You go a whole lifetime without seeing a Canadian musician and in 2008 you disregard whole continents in a bizarre flurry of Canadaphilia – Stars, Holy Fuck, Neil Young and Leonard Cohen all in a few months. What will 2009 have to offer? Hot new and old bands from Estonia? Top sounds from New Zealand?
Mine was probably the traditional path to Cohen’s music. As a young man I determined to prove to myself that there was a sensitive streak inside me which women might find appealing and that my musical tastes were becoming catholic and discerning. The plan was a dismal failure on both counts but it was worth a go. Perhaps some of you were luckier.

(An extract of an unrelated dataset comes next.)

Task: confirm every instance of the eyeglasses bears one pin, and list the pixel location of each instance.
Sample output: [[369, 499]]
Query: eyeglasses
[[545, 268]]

No longer in the first flush of youth Cohen has been obliged to come out of retirement because his accountant ran off with his pension. He has been playing a series of well received shows and expectations were high in a music venue sponsored by a mobile phone company. O tempora o mores.
The glowing reviews were not wrong. The O2 is an enormous space. Cohen managed to make the evening very intimate and there were some genuinely funny, self-deprecating moments for example “the last time I played London was fourteen or fifteen years ago. I was just a sixty year old kid with a lot of crazy dreams.” It was long set – starting at just after 8pm and lasting till 11pm with a brief interval but Cohen never waned and reminded this reviewer of a more agile and dapper Albert Steptoe dressed for a date in the Dog and Duck in his trilby and smart suit.
Several times Cohen described himself as feeling “honoured” and “privileged” to be playing. He was utterly sincere. The large screens on which the show was projected revealed a profound and real modest joy at the reception his songs received. He was generous with the applause naming each musician several times in the course of the evening after they played their solo parts.
The choice of songs drew heavily from Cohen’s 1980s repertoire. The recorded versions have rather dated but songs like Tonight we take Berlin and set closer Closing Time worked well live. The arrangements were plusher than would normally be to my taste but the musical director probably reckoned that they had to be fairly smooth to counterbalance Cohen’s golden voice. It’s easy to carp. I wanted to hear Famous blue raincoat but it didn’t make the cut. Everything else the audience wanted was in there and Hallelujah got one of the most heartfelt audience responses I’ve ever seen. Did you know that it was once voted the best ever Canadian song?
At the risk of getting too gushy – this was a superb, charming, uplifting performance and I fear that every musician I ever see again will be measured against it.